After I finish the glass, I order another one and after a while I just order stronger drinks. I find myself staring at a man who is sitting on his own few seats away from me, I stand up and I suddenly feel very wobbly, I let out a drunken giggle and the mystery man turns his head to look at me and my breath is taken.

His brown almost black eyes are wide and his pale pink lips are slightly open, I feel my stomach tightening and the familiar feeling coming back again but not towards Christian. I never knew I could feel this way towards someone that isn't him and now I feel a similar connection to another man and I almost hooray, that I'm not broken and that Christian didn't break me.

The man stands up and walks towards me, "You should sit down." He tells me with a heavy accent and I smile to him, a seductive smile I hope.

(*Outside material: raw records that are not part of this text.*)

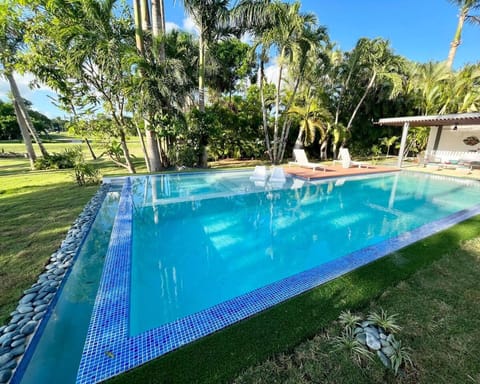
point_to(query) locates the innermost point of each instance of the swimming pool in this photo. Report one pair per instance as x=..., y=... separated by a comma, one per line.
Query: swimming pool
x=180, y=267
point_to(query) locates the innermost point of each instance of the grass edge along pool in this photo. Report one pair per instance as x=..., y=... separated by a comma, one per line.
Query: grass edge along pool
x=109, y=350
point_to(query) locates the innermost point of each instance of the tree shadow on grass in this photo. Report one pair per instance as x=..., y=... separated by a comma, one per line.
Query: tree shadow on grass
x=32, y=227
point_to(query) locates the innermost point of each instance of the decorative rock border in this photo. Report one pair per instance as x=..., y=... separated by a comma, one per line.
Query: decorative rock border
x=34, y=309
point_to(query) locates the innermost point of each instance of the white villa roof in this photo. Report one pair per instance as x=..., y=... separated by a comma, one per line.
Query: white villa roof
x=433, y=120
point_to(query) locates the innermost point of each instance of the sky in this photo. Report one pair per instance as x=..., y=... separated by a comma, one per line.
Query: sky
x=420, y=30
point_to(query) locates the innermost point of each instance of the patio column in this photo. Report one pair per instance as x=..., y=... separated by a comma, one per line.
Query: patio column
x=406, y=125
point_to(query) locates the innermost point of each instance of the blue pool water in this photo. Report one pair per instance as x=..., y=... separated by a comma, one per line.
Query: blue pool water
x=189, y=255
x=201, y=251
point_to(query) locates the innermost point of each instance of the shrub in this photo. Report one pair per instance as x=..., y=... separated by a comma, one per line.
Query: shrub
x=86, y=173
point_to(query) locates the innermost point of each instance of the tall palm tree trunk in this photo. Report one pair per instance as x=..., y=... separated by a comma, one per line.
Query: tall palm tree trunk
x=264, y=110
x=158, y=25
x=457, y=37
x=25, y=135
x=355, y=111
x=22, y=109
x=203, y=159
x=21, y=120
x=142, y=24
x=277, y=112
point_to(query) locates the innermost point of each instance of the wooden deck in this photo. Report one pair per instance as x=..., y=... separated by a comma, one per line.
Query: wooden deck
x=335, y=171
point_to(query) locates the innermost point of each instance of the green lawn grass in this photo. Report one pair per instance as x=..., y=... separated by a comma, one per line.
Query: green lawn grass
x=432, y=284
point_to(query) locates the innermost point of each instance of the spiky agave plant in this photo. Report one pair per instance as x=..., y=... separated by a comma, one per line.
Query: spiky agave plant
x=349, y=344
x=349, y=320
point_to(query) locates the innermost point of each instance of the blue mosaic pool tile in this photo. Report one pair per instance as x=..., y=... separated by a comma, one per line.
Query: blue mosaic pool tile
x=109, y=350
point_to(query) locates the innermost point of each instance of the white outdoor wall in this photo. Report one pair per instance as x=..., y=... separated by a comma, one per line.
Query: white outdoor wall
x=453, y=140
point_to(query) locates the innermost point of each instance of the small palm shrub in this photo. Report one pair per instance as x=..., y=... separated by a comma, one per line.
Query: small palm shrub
x=64, y=160
x=361, y=338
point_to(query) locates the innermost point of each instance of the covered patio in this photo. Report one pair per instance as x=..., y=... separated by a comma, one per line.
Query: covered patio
x=456, y=135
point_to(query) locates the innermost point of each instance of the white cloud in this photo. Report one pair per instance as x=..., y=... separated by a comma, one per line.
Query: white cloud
x=189, y=25
x=271, y=72
x=247, y=37
x=169, y=26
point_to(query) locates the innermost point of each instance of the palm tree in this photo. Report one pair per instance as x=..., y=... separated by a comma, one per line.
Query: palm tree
x=375, y=61
x=80, y=49
x=211, y=18
x=465, y=6
x=430, y=80
x=11, y=40
x=279, y=27
x=314, y=119
x=388, y=142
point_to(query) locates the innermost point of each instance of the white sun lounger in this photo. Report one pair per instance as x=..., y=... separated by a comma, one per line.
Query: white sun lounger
x=347, y=162
x=301, y=160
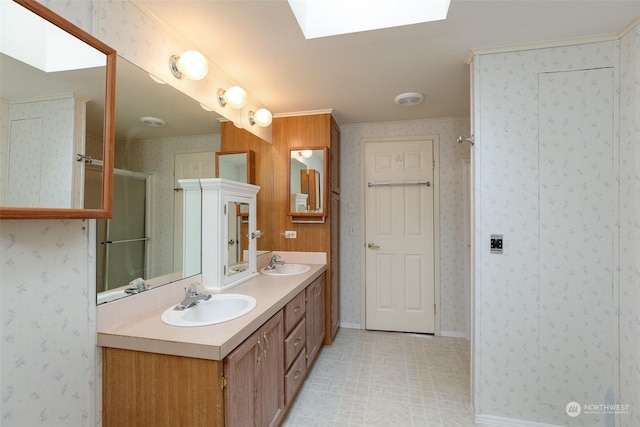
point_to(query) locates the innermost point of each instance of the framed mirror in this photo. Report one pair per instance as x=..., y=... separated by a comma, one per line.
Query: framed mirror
x=236, y=165
x=57, y=116
x=152, y=161
x=307, y=182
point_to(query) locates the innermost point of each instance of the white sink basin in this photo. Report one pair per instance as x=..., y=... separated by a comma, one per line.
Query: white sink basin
x=219, y=308
x=287, y=269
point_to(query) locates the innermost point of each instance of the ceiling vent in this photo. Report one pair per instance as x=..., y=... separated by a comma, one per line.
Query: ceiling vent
x=409, y=99
x=152, y=121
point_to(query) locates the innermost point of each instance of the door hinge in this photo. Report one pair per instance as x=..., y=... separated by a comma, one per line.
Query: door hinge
x=223, y=382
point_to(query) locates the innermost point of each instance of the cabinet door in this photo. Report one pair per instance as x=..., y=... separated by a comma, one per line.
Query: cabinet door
x=315, y=317
x=271, y=373
x=334, y=290
x=320, y=310
x=241, y=369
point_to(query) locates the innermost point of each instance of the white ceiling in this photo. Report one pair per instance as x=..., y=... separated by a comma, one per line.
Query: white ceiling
x=358, y=75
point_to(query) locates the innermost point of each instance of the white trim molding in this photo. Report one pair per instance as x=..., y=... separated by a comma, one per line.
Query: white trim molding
x=492, y=420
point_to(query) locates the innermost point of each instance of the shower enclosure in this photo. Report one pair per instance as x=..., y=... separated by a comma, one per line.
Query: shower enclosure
x=122, y=240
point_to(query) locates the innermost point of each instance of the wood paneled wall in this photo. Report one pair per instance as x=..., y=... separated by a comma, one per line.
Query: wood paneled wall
x=292, y=132
x=272, y=171
x=305, y=131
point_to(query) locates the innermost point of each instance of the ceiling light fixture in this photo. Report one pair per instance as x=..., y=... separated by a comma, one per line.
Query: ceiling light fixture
x=261, y=117
x=157, y=80
x=409, y=99
x=235, y=97
x=191, y=64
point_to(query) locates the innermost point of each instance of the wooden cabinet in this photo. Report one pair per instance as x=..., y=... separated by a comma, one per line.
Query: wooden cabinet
x=147, y=389
x=295, y=352
x=254, y=393
x=253, y=386
x=315, y=318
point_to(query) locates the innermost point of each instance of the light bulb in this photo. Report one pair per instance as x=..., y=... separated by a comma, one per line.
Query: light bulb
x=262, y=117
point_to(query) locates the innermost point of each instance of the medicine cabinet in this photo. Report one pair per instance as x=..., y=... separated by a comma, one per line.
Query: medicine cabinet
x=229, y=233
x=307, y=182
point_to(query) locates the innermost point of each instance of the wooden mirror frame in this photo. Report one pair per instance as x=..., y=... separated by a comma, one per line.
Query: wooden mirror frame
x=324, y=181
x=251, y=163
x=109, y=126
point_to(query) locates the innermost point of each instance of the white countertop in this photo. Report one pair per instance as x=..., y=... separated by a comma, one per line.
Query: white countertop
x=149, y=334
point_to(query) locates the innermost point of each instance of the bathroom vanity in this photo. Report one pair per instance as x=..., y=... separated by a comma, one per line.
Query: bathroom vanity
x=244, y=372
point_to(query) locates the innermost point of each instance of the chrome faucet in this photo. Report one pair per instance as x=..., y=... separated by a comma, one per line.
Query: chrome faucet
x=191, y=297
x=273, y=262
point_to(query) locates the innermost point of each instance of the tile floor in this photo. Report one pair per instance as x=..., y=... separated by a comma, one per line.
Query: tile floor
x=372, y=378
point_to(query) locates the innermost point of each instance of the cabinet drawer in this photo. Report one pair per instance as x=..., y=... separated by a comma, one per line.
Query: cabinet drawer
x=293, y=312
x=294, y=343
x=295, y=377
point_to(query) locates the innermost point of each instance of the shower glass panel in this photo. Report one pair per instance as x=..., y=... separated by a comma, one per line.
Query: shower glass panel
x=122, y=240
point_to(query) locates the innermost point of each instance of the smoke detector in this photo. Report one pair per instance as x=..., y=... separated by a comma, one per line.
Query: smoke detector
x=409, y=99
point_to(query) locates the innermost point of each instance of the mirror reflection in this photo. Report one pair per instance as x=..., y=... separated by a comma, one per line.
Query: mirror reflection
x=306, y=178
x=162, y=136
x=238, y=238
x=52, y=112
x=236, y=165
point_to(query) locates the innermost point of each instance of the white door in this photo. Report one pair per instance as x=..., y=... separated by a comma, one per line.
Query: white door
x=399, y=203
x=187, y=166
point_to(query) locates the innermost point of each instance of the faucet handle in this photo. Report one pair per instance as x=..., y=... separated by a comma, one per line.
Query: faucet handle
x=191, y=291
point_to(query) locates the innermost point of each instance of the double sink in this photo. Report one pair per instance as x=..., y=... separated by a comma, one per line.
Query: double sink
x=224, y=307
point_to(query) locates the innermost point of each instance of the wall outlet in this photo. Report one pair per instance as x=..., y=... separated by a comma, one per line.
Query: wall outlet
x=496, y=244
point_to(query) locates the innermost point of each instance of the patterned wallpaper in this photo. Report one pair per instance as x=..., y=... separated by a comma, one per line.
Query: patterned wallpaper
x=629, y=295
x=546, y=324
x=47, y=324
x=451, y=215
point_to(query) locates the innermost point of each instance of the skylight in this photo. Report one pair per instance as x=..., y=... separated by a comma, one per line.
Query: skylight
x=323, y=18
x=32, y=40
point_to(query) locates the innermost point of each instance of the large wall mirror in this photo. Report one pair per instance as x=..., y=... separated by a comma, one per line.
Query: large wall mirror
x=56, y=116
x=307, y=182
x=162, y=136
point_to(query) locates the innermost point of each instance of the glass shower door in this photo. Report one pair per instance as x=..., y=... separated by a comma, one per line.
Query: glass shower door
x=123, y=238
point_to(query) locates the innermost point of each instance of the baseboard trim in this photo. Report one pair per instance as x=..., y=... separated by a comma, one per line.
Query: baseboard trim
x=492, y=420
x=453, y=334
x=350, y=325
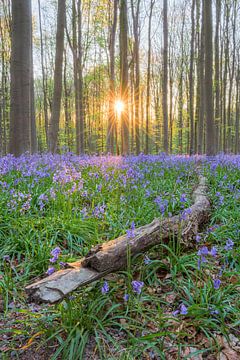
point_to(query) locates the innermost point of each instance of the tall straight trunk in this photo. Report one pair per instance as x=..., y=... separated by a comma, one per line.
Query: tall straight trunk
x=149, y=75
x=165, y=75
x=111, y=115
x=201, y=80
x=230, y=140
x=124, y=75
x=45, y=105
x=21, y=86
x=135, y=17
x=208, y=77
x=180, y=95
x=237, y=147
x=75, y=74
x=225, y=75
x=81, y=137
x=57, y=92
x=217, y=75
x=33, y=131
x=191, y=80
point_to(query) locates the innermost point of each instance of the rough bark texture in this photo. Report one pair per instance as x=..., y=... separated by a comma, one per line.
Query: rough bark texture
x=165, y=76
x=210, y=149
x=20, y=114
x=124, y=75
x=112, y=256
x=57, y=93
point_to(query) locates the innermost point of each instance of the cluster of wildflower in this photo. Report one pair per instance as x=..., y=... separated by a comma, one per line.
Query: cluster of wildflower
x=183, y=310
x=55, y=255
x=136, y=288
x=162, y=204
x=203, y=252
x=131, y=231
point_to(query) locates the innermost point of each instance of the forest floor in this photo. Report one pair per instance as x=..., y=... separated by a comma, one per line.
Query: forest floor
x=174, y=302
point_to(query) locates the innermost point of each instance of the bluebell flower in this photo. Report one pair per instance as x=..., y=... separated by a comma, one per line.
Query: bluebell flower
x=6, y=258
x=213, y=251
x=62, y=264
x=229, y=245
x=137, y=286
x=131, y=231
x=216, y=284
x=203, y=251
x=105, y=288
x=50, y=271
x=183, y=309
x=175, y=313
x=146, y=260
x=198, y=238
x=183, y=198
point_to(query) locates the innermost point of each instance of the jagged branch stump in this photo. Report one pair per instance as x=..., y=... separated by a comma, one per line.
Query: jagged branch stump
x=112, y=255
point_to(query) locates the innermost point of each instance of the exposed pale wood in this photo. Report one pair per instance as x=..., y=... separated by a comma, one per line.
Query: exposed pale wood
x=112, y=256
x=55, y=287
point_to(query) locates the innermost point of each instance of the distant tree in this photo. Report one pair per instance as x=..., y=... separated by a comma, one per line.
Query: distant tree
x=165, y=75
x=57, y=92
x=124, y=75
x=22, y=118
x=217, y=75
x=136, y=57
x=208, y=77
x=191, y=78
x=111, y=116
x=201, y=83
x=149, y=73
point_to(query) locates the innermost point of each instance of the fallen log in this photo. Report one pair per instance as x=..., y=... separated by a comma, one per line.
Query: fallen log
x=112, y=255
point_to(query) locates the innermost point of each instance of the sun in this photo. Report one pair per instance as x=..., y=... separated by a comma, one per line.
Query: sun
x=119, y=106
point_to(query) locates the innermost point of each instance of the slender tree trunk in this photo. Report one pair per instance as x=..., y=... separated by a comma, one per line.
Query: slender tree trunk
x=135, y=17
x=191, y=80
x=80, y=77
x=21, y=85
x=208, y=77
x=124, y=75
x=165, y=75
x=45, y=106
x=111, y=115
x=57, y=92
x=149, y=75
x=217, y=74
x=201, y=80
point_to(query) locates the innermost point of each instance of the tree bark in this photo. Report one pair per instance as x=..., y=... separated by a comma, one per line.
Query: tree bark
x=112, y=256
x=111, y=115
x=210, y=149
x=135, y=17
x=57, y=92
x=165, y=76
x=21, y=85
x=124, y=75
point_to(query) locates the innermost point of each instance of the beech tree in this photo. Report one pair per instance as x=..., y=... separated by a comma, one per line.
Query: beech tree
x=57, y=93
x=22, y=118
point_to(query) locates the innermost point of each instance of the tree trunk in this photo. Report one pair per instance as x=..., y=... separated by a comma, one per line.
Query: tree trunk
x=124, y=75
x=149, y=75
x=57, y=92
x=112, y=256
x=165, y=76
x=135, y=17
x=210, y=149
x=111, y=115
x=21, y=85
x=191, y=81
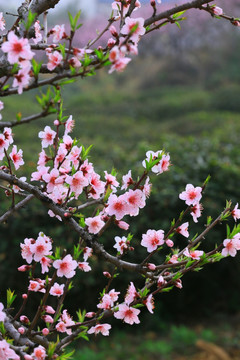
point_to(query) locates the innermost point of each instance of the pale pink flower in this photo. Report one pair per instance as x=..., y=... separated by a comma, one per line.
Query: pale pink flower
x=94, y=224
x=127, y=180
x=38, y=35
x=117, y=206
x=87, y=252
x=192, y=195
x=2, y=314
x=41, y=248
x=128, y=314
x=2, y=22
x=84, y=266
x=56, y=289
x=131, y=294
x=151, y=155
x=6, y=353
x=229, y=248
x=58, y=33
x=54, y=60
x=135, y=27
x=100, y=328
x=69, y=125
x=77, y=182
x=66, y=266
x=47, y=136
x=17, y=48
x=106, y=302
x=152, y=239
x=196, y=211
x=236, y=213
x=195, y=254
x=26, y=251
x=121, y=244
x=183, y=229
x=135, y=200
x=169, y=243
x=39, y=353
x=217, y=10
x=97, y=186
x=149, y=302
x=16, y=157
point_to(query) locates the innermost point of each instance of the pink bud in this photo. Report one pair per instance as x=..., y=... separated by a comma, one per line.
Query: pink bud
x=90, y=314
x=217, y=10
x=151, y=266
x=106, y=273
x=113, y=31
x=28, y=357
x=21, y=330
x=49, y=309
x=24, y=319
x=24, y=268
x=169, y=243
x=45, y=331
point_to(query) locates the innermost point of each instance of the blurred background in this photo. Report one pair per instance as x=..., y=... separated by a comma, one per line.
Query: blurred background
x=182, y=93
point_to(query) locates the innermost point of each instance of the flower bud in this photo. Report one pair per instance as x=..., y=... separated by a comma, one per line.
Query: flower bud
x=21, y=330
x=106, y=274
x=45, y=331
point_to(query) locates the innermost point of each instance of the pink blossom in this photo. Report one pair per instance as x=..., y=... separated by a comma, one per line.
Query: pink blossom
x=149, y=302
x=56, y=289
x=100, y=328
x=195, y=254
x=229, y=248
x=135, y=27
x=66, y=266
x=6, y=353
x=87, y=252
x=2, y=22
x=58, y=33
x=236, y=213
x=41, y=247
x=117, y=206
x=17, y=48
x=169, y=243
x=2, y=314
x=45, y=264
x=39, y=353
x=16, y=157
x=127, y=180
x=192, y=195
x=94, y=224
x=183, y=229
x=38, y=35
x=26, y=251
x=47, y=136
x=128, y=314
x=131, y=294
x=135, y=200
x=152, y=239
x=54, y=60
x=196, y=211
x=84, y=266
x=121, y=244
x=216, y=10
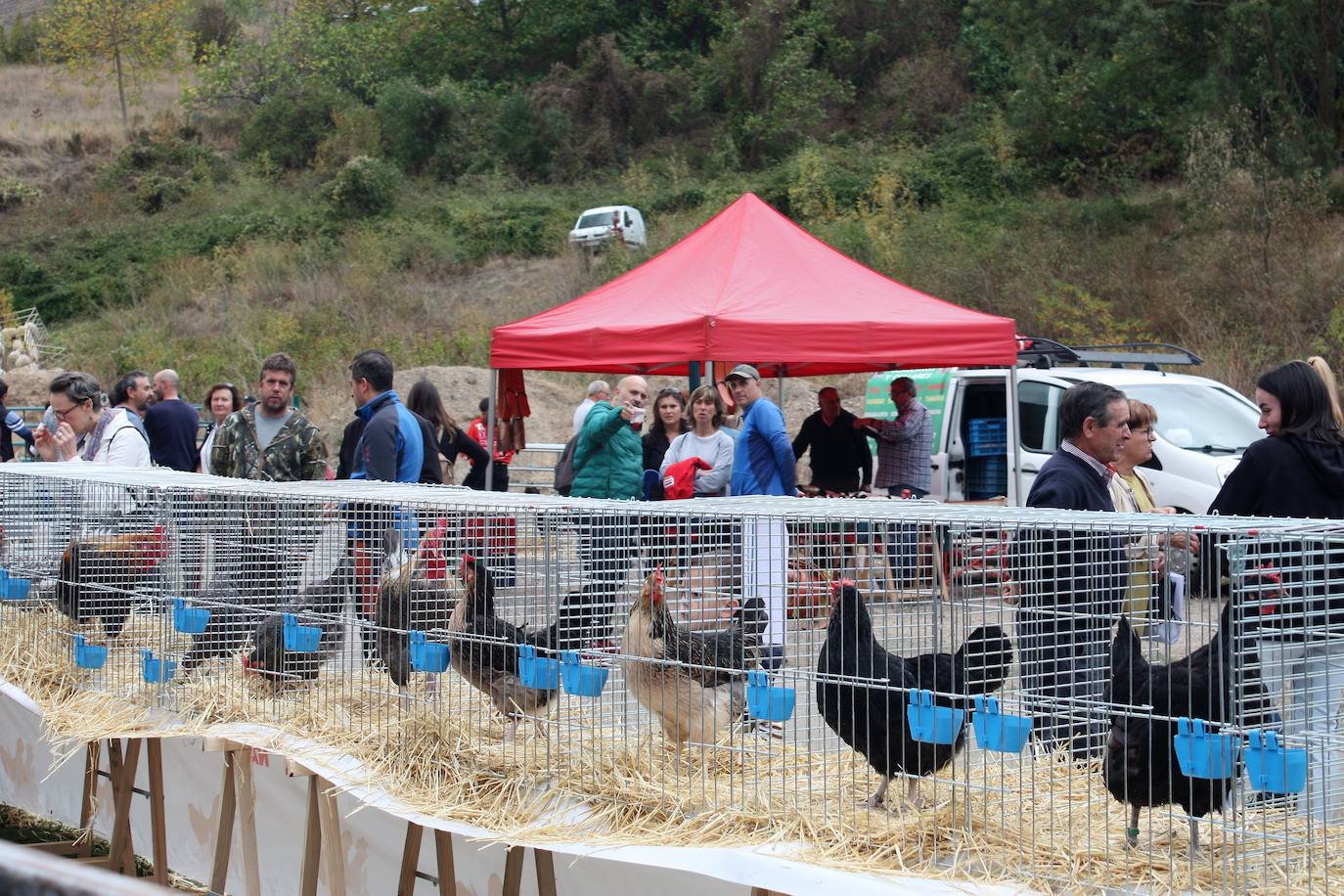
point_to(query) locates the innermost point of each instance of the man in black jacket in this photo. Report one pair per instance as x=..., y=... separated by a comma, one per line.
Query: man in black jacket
x=840, y=457
x=1071, y=580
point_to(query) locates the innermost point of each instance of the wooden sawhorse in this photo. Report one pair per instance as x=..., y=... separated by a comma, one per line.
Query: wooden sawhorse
x=122, y=766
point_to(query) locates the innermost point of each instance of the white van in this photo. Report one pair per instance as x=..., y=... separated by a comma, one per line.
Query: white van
x=597, y=226
x=1203, y=426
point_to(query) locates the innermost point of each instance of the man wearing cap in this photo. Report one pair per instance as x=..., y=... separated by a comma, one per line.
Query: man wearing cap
x=764, y=464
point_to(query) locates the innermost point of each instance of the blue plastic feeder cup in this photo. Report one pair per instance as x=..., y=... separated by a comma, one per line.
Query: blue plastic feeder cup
x=189, y=619
x=1272, y=767
x=14, y=587
x=427, y=655
x=995, y=730
x=579, y=680
x=89, y=655
x=769, y=702
x=538, y=673
x=1202, y=754
x=300, y=639
x=930, y=723
x=157, y=670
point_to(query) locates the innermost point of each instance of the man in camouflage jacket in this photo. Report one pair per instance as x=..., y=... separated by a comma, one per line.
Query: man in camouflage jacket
x=270, y=439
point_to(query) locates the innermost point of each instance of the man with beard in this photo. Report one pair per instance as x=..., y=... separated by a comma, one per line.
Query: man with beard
x=272, y=439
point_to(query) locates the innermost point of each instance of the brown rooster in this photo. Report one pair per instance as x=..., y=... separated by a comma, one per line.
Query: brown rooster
x=100, y=575
x=694, y=681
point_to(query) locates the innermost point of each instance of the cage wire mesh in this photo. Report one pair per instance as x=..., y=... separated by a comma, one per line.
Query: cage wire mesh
x=1074, y=698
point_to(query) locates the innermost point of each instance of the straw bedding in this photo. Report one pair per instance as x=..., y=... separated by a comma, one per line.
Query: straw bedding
x=1042, y=823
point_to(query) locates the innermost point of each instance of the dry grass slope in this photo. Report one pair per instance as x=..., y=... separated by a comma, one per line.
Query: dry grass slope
x=54, y=129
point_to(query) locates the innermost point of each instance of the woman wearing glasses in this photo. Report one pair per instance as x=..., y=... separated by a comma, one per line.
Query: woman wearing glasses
x=85, y=430
x=1131, y=492
x=221, y=400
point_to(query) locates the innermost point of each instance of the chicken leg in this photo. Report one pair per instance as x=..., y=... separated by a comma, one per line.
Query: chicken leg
x=913, y=792
x=879, y=795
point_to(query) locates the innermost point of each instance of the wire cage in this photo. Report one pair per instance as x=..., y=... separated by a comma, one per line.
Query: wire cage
x=1059, y=698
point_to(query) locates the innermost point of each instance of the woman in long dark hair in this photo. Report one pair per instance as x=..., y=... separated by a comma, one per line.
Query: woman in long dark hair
x=1298, y=470
x=221, y=400
x=668, y=422
x=424, y=399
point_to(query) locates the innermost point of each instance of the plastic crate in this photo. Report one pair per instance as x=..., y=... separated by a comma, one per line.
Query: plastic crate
x=987, y=437
x=987, y=477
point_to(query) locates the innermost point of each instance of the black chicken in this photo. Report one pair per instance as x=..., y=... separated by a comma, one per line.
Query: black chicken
x=1140, y=766
x=693, y=681
x=319, y=605
x=872, y=718
x=413, y=594
x=103, y=575
x=485, y=648
x=243, y=600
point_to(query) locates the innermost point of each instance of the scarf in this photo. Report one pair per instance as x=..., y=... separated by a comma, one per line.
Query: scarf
x=94, y=439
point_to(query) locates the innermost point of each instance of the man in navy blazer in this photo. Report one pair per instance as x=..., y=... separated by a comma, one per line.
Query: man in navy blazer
x=1071, y=579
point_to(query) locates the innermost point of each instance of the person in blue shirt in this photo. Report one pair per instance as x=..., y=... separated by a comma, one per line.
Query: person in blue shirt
x=11, y=425
x=764, y=464
x=391, y=448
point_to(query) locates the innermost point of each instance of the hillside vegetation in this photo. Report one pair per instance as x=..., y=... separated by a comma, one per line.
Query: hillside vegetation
x=338, y=175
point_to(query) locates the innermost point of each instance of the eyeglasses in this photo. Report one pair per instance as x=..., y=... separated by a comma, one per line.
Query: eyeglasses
x=61, y=416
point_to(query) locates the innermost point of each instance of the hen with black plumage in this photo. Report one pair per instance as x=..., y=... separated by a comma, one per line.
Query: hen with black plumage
x=485, y=648
x=872, y=718
x=319, y=605
x=1140, y=765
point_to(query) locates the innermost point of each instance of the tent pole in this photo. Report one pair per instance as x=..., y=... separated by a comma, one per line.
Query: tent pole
x=1015, y=499
x=489, y=430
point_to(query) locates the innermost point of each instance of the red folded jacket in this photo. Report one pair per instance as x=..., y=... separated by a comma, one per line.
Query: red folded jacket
x=679, y=478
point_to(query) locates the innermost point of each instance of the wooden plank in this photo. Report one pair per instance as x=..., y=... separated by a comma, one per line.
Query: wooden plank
x=121, y=849
x=89, y=799
x=312, y=842
x=446, y=870
x=514, y=871
x=410, y=859
x=545, y=872
x=225, y=829
x=334, y=852
x=157, y=820
x=245, y=790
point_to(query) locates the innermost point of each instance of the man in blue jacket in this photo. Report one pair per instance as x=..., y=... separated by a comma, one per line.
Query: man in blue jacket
x=1071, y=580
x=391, y=448
x=764, y=464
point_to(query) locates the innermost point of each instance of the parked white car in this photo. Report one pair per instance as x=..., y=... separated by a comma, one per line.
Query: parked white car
x=1203, y=426
x=597, y=226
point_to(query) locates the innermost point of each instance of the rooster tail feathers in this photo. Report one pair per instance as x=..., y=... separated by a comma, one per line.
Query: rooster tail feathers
x=983, y=662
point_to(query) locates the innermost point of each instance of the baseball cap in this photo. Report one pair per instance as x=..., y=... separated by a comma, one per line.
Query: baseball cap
x=743, y=371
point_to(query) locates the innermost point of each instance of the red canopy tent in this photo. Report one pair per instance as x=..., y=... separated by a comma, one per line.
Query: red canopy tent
x=753, y=287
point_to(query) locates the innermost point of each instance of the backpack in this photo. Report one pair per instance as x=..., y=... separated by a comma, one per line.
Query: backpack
x=564, y=468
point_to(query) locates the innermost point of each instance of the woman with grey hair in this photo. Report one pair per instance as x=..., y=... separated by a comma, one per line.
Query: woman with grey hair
x=87, y=431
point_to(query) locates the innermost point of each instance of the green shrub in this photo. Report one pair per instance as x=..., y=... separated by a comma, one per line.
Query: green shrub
x=155, y=193
x=414, y=121
x=290, y=126
x=14, y=193
x=363, y=187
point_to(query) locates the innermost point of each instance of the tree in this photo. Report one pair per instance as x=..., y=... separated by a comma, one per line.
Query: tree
x=122, y=35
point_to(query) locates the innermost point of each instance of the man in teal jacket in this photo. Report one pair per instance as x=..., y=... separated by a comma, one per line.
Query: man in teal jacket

"And I think you should sit down with me." I say and blush slightly, his cologne smells like sex, like hard midnight sex.

"I sure will, miss?" He sits down after sitting me down on the stool, his hands are strong and I wonder other things that they can do to me.

"Miss Steele." I let out my voice as a breath, "Ana Steele."

"Nice to meet you Ana, Elijah Varriano." He tells me, his voice sounds like sex and he gives me his hand to shake. His hand is twice bigger than mine but it still fits perfectly as he shakes it and surprisingly kisses it too and I just can't hide my smile, maybe things won't be too bad from now on.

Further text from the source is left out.